DMS Migration (Hybrid-Cloud)
2025
Multi-terabyte, multi-million-record migration from on-premise file storage to cloud object storage (in-region) using Strangler Fig with per-document backend-flag tracking — zero-downtime cutover.
The problem
A multi-terabyte, multi-million-record document store lived on aging on-premise file-storage hardware. Capacity was tight; the operational cost was high; disaster recovery was complex.
The constraint
Documents are read continuously by the Balady citizen super-app. A big-bang cutover would have meant downtime — unacceptable.
The architecture
A hybrid-cloud bridge: on-premise file storage → cloud object storage, in-region, transported over a secure site-to-site tunnel.

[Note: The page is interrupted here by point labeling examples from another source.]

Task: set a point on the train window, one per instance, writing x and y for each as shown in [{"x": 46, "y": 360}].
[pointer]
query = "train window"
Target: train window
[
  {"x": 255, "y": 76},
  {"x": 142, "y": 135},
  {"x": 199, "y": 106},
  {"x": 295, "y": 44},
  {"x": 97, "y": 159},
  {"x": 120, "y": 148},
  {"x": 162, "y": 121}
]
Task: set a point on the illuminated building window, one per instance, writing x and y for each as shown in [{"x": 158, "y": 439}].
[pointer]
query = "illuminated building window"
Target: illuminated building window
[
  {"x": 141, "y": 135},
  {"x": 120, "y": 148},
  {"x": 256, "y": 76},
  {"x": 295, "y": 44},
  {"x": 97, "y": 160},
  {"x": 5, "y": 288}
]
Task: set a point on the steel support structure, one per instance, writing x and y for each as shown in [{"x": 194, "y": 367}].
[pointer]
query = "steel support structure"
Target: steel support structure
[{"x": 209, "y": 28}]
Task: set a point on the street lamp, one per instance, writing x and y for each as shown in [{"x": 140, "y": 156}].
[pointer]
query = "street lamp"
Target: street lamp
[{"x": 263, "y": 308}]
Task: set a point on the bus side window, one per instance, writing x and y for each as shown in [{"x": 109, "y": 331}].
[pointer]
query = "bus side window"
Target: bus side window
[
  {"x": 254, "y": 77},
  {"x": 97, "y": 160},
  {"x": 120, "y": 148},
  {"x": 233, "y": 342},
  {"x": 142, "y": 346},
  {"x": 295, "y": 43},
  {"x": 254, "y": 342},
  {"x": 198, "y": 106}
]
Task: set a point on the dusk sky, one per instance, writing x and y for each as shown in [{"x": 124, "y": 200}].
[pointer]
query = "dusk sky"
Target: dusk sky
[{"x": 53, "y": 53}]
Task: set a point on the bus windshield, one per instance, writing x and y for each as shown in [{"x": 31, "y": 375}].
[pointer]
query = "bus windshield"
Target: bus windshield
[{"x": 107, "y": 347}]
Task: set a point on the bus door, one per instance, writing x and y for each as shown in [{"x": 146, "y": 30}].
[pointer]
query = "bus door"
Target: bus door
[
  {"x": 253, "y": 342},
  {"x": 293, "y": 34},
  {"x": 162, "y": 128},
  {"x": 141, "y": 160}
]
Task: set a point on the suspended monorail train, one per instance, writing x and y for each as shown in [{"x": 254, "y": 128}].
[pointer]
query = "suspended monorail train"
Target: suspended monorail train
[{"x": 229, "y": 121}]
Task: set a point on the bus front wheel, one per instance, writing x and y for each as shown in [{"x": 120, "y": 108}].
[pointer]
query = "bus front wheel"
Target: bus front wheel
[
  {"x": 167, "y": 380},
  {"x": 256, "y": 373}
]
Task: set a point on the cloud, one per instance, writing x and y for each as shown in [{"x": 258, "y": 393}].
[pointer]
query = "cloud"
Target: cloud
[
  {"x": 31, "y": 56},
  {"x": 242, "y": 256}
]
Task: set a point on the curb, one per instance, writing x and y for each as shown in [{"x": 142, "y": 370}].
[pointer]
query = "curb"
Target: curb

The migration uses a Strangler Fig pattern: each document carries a
backend flag in its metadata store (legacy or object-storage) that
routes reads to the right backend. New writes follow each product’s current
backend setting, so a not-yet-migrated product keeps writing to the legacy store
until it is cut over; existing documents are background-migrated in batches, and
the flag flips per document as it moves.
The Attachments Service connects directly to the cloud store over the tunnel to avoid an extra latency hop. An API gateway supplies short-lived object-storage credentials. Because the cross-site link is the throughput bottleneck, transfers are throttled and scheduled into off-peak windows, with connection pooling and multipart uploads for larger objects to keep the migration within the link’s budget.

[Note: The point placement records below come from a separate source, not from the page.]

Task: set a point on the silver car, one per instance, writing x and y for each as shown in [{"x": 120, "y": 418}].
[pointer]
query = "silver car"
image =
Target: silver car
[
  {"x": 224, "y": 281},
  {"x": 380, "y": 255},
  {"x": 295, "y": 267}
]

Pattern view — reads routed per record by a backend flag; background batches migrate and flip flags one at a time.
Trade-offs (ADRs)
- Migrate storage only, keep compute on-prem — moving just the document store (not the applications or metadata database) kept scope small and preserved the operational model; the accepted cost is that link bandwidth between sites becomes the critical performance factor
- Per-document backend flag over a global cutover date — incremental migration, instant rollback per document
- Private tunnel over public object-storage endpoint — latency + sovereignty
- Gateway-brokered credentials, direct data path — the gateway issues short-lived storage credentials, but the service connects to the object store directly so the high-volume data path avoids an extra hop while credential handling stays centralized
Outcome
Migration completed with zero downtime for the citizen-facing API. Pilot product validated the pattern before rollout to the full estate. Beyond capacity relief, the cloud target unlocked pay-per-use economics, cross-region replication for disaster recovery, and automated lifecycle policies for long-term retention compliance.